Plemmons Student Union’s Grandfather Ballroom will soon fill with music, dancing, food, Henna and more.
All will be part of the Muslim Student Association’s (MSA) second annual Eid-al-Fitr potluck, which will take place from 7 to 9 p.m. Friday.
Eid is an Islamic celebration of the end of Ramadan. During Ramadan, Muslims fast during the daylight hours to mark a crucial time period in Islam – the month when the Quran is believed to have been revealed to Muhammad.Fasting is designed to draw one closer to Allah, said Nadareh M. Naseri, sophomore dentistry major and MSA president.
“Fasting helps me become more conscious of the things I say and do. It also gives me a chance to sympathize with those who live in a constant state of hunger,” Naseri said. “Eid-al-Fitr, to me, means that hardships will come to an end if you remain positive and dedicated.”
This year’s Eid-al-Fitr celebration will feature henna tattoos, Bhangra dancing and a potluck of traditional Eid dishes.
Students can register for the event – and to bring a dish – by visiting multicultural.appstate.edu and clicking “Eid RSVP form.”

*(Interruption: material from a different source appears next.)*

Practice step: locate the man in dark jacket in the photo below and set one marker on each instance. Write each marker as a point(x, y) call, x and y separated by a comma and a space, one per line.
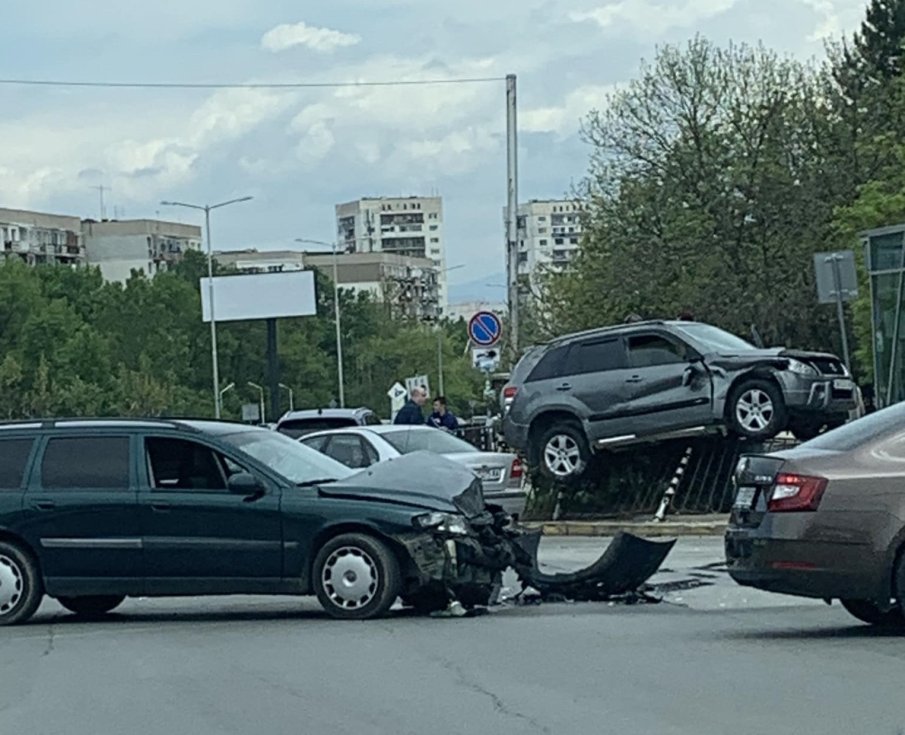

MSA members plan to bring dishes as well. Because of their diverse backgrounds, the dishes will be representative of a variety of cultures across the Middle East, North Africa, and Asia, Interim Director of Multicultural Student Development Gus Peña said.
“It’ll have sort of a pan-Islamic feel to it,” Peña said.
After the potluck, members of MSA will demonstrate traditional Bhangra dancing and allow the crowd to join in.
Peña said the dancing element was one of the most popular at last year’s Eid celebration – and one of the most meaningful.
“You would look over at the dance area and see Muslims and non-Muslims dancing together,” Peña said. “You could just see on their faces, they were happy and proud.”
Peña said he thinks multicultural events allow students to expand their cultural horizons.
“I do think students are hungry and interested in having their Appalachian experience be diverse,” he said.
Naseri said it’s best to RSVP to the potluck by Thursday night, but students shouldn’t be deterred if they can’t respond by then.